Speculating, I think it was a culmination of things. All of his philanthropic efforts were a well-oiled machine at that point. So he was feeling like now what? His HIV was getting worse, and this combination of pills he was on has since been taken off the market. I think he was just having a moment of questioning everything in his life. And…

[Long pause]

All of his friends, his partners were there to help him. But at the end of the day, if you want to do something, no matter what anyone else says, you do it. Ric, if he had something in his mind, he was going to do it.

This is a really morose thought, but is it possible he felt like he could do more good in death? In other words, he knew he could give all his money to charities?

That’s actually a great question. Dark as that is, I do think that crossed his mind. Before he took his own life, he went and bought a book called Final Exit about how to properly take your own life. He wanted to do it correctly.

Amazing.

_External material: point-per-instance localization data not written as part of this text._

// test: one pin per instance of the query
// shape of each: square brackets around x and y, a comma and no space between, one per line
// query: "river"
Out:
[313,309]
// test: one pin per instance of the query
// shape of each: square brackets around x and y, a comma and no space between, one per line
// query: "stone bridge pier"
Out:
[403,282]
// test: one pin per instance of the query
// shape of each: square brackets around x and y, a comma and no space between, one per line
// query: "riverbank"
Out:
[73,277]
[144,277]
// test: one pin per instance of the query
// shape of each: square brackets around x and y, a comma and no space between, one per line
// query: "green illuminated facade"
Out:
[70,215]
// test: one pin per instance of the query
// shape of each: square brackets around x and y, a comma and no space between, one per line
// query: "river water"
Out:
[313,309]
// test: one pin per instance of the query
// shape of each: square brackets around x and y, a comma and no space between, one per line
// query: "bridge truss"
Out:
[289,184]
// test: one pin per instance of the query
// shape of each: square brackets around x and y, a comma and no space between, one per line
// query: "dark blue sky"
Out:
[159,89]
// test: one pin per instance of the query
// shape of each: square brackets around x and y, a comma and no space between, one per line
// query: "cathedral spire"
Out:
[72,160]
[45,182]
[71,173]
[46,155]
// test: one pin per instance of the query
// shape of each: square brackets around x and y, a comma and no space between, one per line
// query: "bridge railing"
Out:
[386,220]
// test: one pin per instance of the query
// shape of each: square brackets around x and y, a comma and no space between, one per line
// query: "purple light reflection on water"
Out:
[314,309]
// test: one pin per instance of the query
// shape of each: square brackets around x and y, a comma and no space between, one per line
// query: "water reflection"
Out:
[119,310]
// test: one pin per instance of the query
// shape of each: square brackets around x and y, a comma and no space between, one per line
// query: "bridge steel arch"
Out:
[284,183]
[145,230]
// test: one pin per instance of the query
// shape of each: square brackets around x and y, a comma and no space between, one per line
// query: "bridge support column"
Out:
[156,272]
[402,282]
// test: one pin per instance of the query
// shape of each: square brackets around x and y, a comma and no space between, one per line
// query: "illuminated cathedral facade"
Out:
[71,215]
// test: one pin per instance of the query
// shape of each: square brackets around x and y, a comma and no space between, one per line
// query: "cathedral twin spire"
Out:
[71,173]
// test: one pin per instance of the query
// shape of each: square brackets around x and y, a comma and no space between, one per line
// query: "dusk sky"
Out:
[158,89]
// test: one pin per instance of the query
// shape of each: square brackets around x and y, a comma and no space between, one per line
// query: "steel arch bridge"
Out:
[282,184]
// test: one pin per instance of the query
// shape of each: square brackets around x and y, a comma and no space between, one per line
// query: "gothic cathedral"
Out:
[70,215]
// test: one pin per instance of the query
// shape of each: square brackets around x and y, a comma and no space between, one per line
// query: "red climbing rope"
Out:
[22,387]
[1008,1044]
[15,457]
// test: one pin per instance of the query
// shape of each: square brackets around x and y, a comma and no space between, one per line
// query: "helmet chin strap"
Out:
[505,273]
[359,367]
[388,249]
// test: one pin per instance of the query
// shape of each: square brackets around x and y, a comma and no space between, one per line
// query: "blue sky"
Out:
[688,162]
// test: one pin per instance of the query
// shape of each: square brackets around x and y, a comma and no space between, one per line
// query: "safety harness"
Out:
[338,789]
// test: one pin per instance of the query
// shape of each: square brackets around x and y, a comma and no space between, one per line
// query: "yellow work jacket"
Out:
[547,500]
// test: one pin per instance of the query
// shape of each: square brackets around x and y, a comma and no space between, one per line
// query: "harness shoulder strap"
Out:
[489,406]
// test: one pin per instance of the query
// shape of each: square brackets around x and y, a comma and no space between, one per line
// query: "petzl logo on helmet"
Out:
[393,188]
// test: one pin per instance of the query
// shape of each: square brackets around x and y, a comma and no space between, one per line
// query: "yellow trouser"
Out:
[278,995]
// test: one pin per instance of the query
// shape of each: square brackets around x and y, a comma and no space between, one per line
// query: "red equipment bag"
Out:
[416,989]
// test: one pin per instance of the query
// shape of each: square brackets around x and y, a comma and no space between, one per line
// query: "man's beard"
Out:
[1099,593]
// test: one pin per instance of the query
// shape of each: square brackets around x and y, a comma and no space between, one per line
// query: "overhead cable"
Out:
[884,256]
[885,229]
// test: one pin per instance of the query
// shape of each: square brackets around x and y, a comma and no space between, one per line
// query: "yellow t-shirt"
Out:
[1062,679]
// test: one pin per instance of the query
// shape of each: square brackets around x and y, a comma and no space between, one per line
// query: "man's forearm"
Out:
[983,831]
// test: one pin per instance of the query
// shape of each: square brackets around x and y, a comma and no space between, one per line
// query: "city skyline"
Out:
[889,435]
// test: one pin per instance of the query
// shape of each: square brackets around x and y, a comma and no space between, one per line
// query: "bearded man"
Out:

You focus on this dichotomy when it comes to Ric’s personality.

Yes.

He’s analytical, but artistic. He’s successful in a straight world during a very homophobic period, but an openly gay man. It’s amazing to me that a man who was so assertive and unapologetic would feel so worthless. Is that part of his greatness? Are great men all men of great contradictions?

I have thought a lot about this, David. I even look at myself sometimes. We’re all different people at different points in our lives. In film, you’re only as good as your last movie. I think Ric had a bit of that: he’d done all this philanthropy. He’d started Microsoft. He’d helped the queer community. He had a close circle of friends. I think he wanted more for himself, but didn’t know how to ask for it. I’ve thought a lot about the contradiction of an easy-going guy with friends, parties, dresses up and by day works at Microsoft, but is very private. I can relate to all those things in a way, but I wish he was here to answer that question. It’s inspiring and heartbreaking at the same time.

What’s next for you?

I’m working on a TV show called There’s a Light that Never Goes Out, based on true events. I’m also making a film about a friend of mine. Her dad was one of the first people to die of AIDS in 1983. I’m writing the script around it. I guess I can’t get away from true events.

Yes I Am: The Ric Weiland Story plays the Provincetown Film Fesitval online beginning June 16.